As is normal for home video releases of the original Doctor Who series, this DVD set is loaded with extras. Disc one contains the following:
Back to School: The Making of Remembrance of the Daleks (32:39) is a featurette with cast and crew comments on the making of this serial. It's a fairly standard featurette with a lot of soundbyte comments and clips from the show.
Remembrances: Referencing the Past (15:14) feels like an extension of the previous featurette. Here, the same cast and crew (actors, writers, etc.) recall their memories of watching Doctor Who and discuss the references to past Doctor Who episodes in Remembrance of the Daleks. The best part about this documentary is that it includes clips from prior episodes of Doctor Who through the years.
Extended and Deleted Scenes (12:24) includes an introduction by Ace herself, Sophie Aldred. Outtakes (4:13) provides precisely that. Multi-Angle Sequences allows you to select the angle of two scenes: Chemistry Lab and Gate Explosion.
A commentary track with Sylvester McCoy and Sophie Aldred is casual and chatty.
Additional historical extras are for the hardcore fans. Trails and Continuity (4:59) is a collection of the vintage television spots for this program. Photo Gallery (8:35) is a slideshow of stills from the making of this story set to music from the show. A trailer for the third season of the new Doctor Who precedes the main menu. Finally, a PDF file of Radio Times Listings is accessible via a DVD-ROM drive.

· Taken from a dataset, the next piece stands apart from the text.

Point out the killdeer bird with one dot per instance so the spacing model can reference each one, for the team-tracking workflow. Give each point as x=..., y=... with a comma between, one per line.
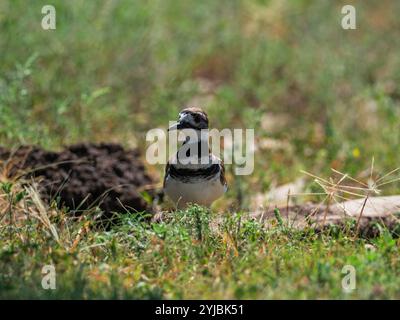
x=194, y=174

That was just disc one. Disc two, however, really only houses one final extra, outside of a trailer for the fourth season of the new Doctor Who series and a funny spot for BBC America. This extra was Davros Connections (43:14), a documentary covering the history of Davros, the Daleks' creator in Doctor Who mythology. I was impressed to see that it incorporated Big Finish's audio productions with the original television series.
Remembrance of the Daleks is a fun, nostalgic four-episode serial from the original Doctor Who's penultimate season. This Special Edition is loaded with good extras - and comes Highly Recommended on its own terms. Fans who have the original DVD edition will have to decide if there's enough here to warrant a double-dip.